Aku tertawa, "Yaudah, paling enggak aku juga harus punya nafas yang segar. Wait."

Setelah itu..

"Kamu mau ngajak aku kemana sih ? Kurang kerjaan deh," keluhku sambil menahan dinginnya pagi.
"Nanti kamu tahu sendiri kok," kata Haikal dengan suara ngebass nya.
Aku tersenyum, lalu menyalakan radio mobil.

Setelah sampai..

"Nah, waktunya tepat nih. Ayo turun," seru Haikal.
Aku yang turun dari mobil langsung takjub melihat pemandangan sunrise di Pantai Sanur ini, "Jadi kamu mau nunjukin ini ? Memang bener kurang kerjaan sih kamu Hai," ucapku tersenyum sambil menikmati indah dan hangatnya sinar mentari pagi yang perlahan menenggelamkan kegelapan.

Aku melirik Haikal dengan senyum sinis, "Karena kamu udah ngajak aku kesini, sekarang giliran aku yang ngajak kamu.. mandi di pantaaaiii.." aku lalu berteriak dan menarik tangan Haikal menuju ke laut.
Sontak hal itu membuat Haikal terkejut.

Beberapa saat kemudian..

"Kalau tiap pagi kayak gini, pasti bahagia deh," celetukku tanpa sadar.
"Aku siap kok bahagiain kamu Mil," sambung Haikal, dan mungkin juga tanpa sadar .
Pernyataannya itu membuatku bertanya kembali, seoalh memastikan, "Gimana Hai ?"
"Eh, kamu harus buka toko kan ? Kita pulang sekarang ya," ujar Haikal, dan lalu menyalakan mesin mobilnya.

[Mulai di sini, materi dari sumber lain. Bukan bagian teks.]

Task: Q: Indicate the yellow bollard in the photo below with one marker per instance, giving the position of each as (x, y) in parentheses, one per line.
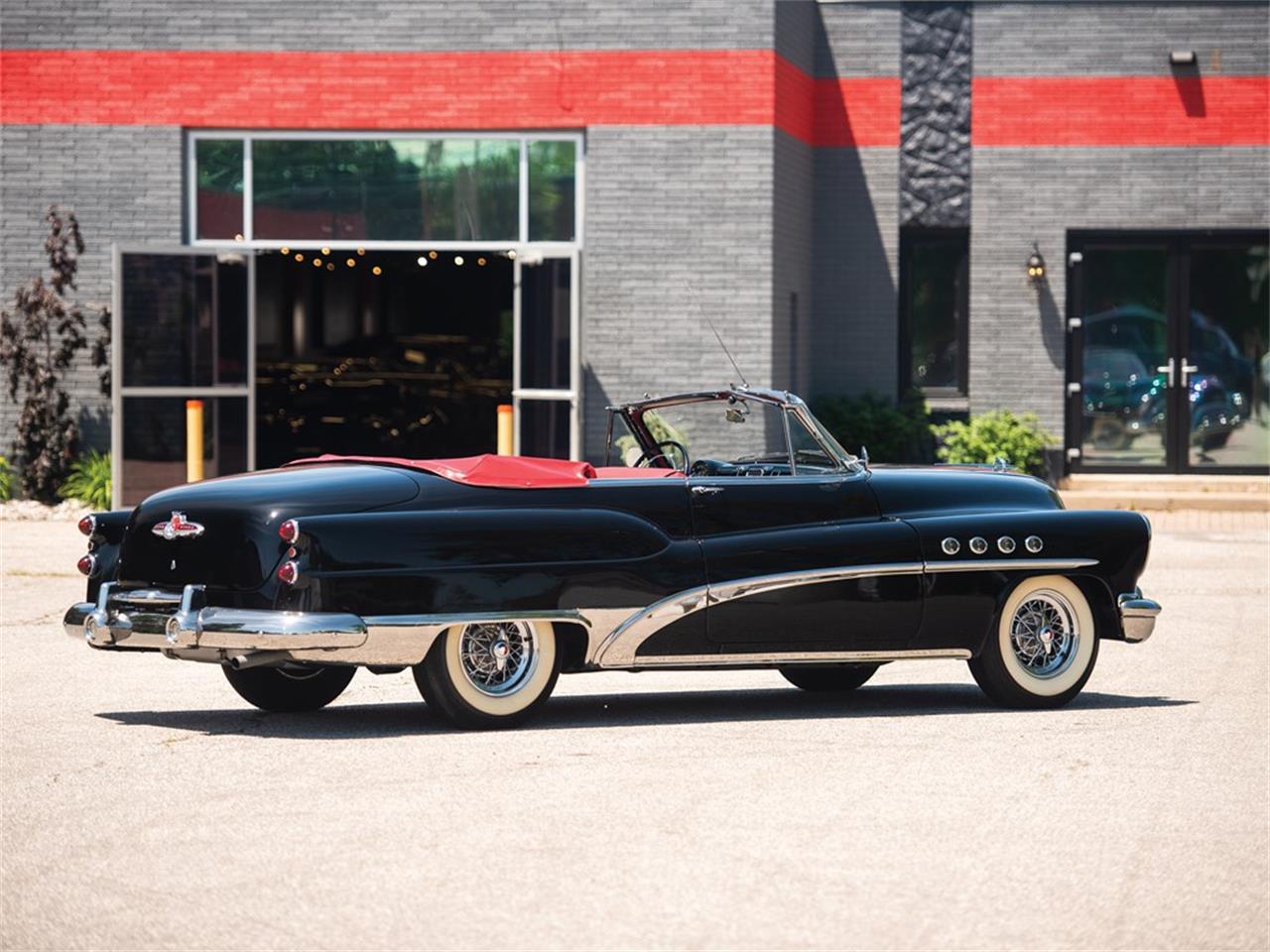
(504, 429)
(193, 440)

Setelah sampai di rumahku.

"Bye Hai. Jangan lupa mandi," celetukku tersenyum lalu berlari segera masuk ke rumah.
Haikal menggangguk tertawa kecil.

Tepat pukul 9 pagi, seperti biasanya aku telah sampai di toko. Namun, sebuah kejadian menghentikan langkahku. Ada keramaian di depan toko buku ku. Ada beberapa satpol pp dan seorang gelandangan. Jangan-jangan.. Pikirku..

"Pak! Pak! Ada apa ini ? Jangan kasar gitu dong Pak!" Teriakku kepada salah satu petugas.
"Kami hanya mengamankan gelandangan ini Bu. Dia sudah cukup meresahkan warga sekitar."

Aku terdiam. Akhirnya apa yang kupikirkan terjadi juga. Pengemis itu tertangkap dan aku juga tak bisa berbuat banyak.

Aku yang berdiri cukup dekat dengan gelandangan itu. Dia lalu mengembalikan kotak makan milikku, dan saat kuterima, kotak itu seperti ada isinya, "Apa ini ?" akupun lalu membukanya. Setelah ku buka, ternyata isinya adalah sebuah cincin.

Dan lalu pengemis itu berdiri. Merapikan rambutnya yang awut-awutan, membuka pakaian lusuhnya yang terlapisi pakaian bersih. Aku benar-benar terkejut saat tahu siapa di balik pengemis itu.

"Haikal ?! Kamu ?" responku sungguh absurd.
Sambil berlutut, "Mila, memang selama ini pengemis itu adalah aku. Aku sadar bahwa hatimu memang tulus," Ia lalu mengambil cincin dalam kotak makanku, "Mila.. Maukah kamu menjadi istriku ?" pintanya.
Aku tertawa, "Mungkin sunrise waktu itu semakin meyakinkan hatiku untuk bisa menerima lamaran ini, Ia aku mau jadi istri kamu," dengan hati yang bahagia, aku menjawab dengan pasti. Dan cincin itu telah terpasang manis di jariku.

Sorak sorai terdengar riuh kala itu. Haikal lalu bersalaman dengan para petugas yang telah membantu mensukseskan lamaran ini.